あるオフィスビルの一角。ストレイビートの事務所。

 

何故か箒とちりとり、ゴミ袋を抱え、フロアをうろうろ。…あっという間にゴミ屋敷と化すこの事務所。エントロピーが増大し過ぎ!

 

「お掃除済みません…それでは、復活ライブは…年明けのいつか…くらいですね。帰国次第お教えください。こちらも動き出しますので」

 

クールな態度でパソコンに向き合うゴミ屋敷の主、司馬都さん。見た目は凄く「出来る人」なんだけど…如何せんこの事務所の惨状。「出来る」方向が、単方向過ぎる。

でも、あたし達を未だに見捨てないで居てくれた事には凄く感謝している。こんな、1年以上も活動してないバンドを。

 

今日は報告と感謝を兼ねて、掃除中。ぽいず…佐藤愛子さんは、今日は居ないんだね。

ぼっちちゃんと喜多ちゃんは、あとちょっとで帰って来るらしい。リョウの所に連絡が入ってた。

それを見た時のリョウの表情…満面の笑みなんて、初めて見たよ、リョウ。

 

 

「皆さん…良い準備は出来ましたか?」

問われ、は、と司馬さんを見る…と、司馬さんもこちらを見ていて。その顔には…期待…と不安?
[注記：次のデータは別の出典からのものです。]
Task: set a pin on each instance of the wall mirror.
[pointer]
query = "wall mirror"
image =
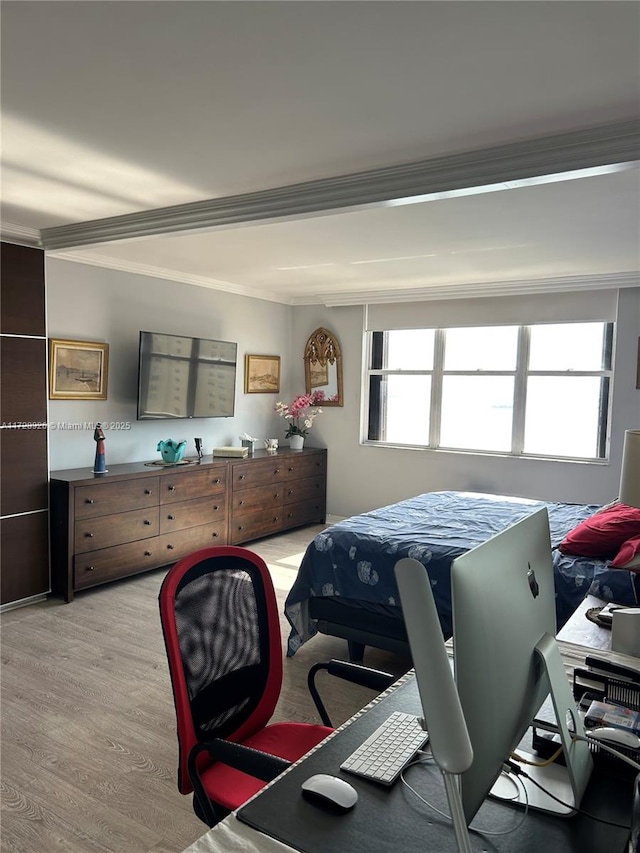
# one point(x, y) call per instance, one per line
point(323, 367)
そうだね。かなり不安にさせている自覚はある。怪我をして、二人ロンドンに旅立ち、メンバーはそれぞれ活動を余り詳らかにせず。

傍から見ると…不安しかねぇ!良くこんなバンド、見捨てないでくれたよ!感謝しか無いよ!

でもね?その表情に乗る幾らかの期待。それを100パーにする自信は…ある!

 

「司馬さん。待たせてご免なさい。…でも、待たせた分、最高のモノをお見せ出来ると思い…いえ、お見せします!」

敢えて言い切る。そうじゃ無ければ失礼だ。

「…そうですか」

司馬さんは、ちょっと嬉しそうに微笑む。そんな可愛い笑顔出来たんですね。

でも、その笑顔を仕舞い込み表情を引き締める。

「結束バンドの音楽が良いのは…更に良くなったのは良い事です。只…それだけで売れないのは、虹夏さんも解ってると思います」

「…は、い」

 

そうなのだ。幾ら良い演奏、良い歌だって、それがそのまま皆の耳に届いてくれるかは判らない。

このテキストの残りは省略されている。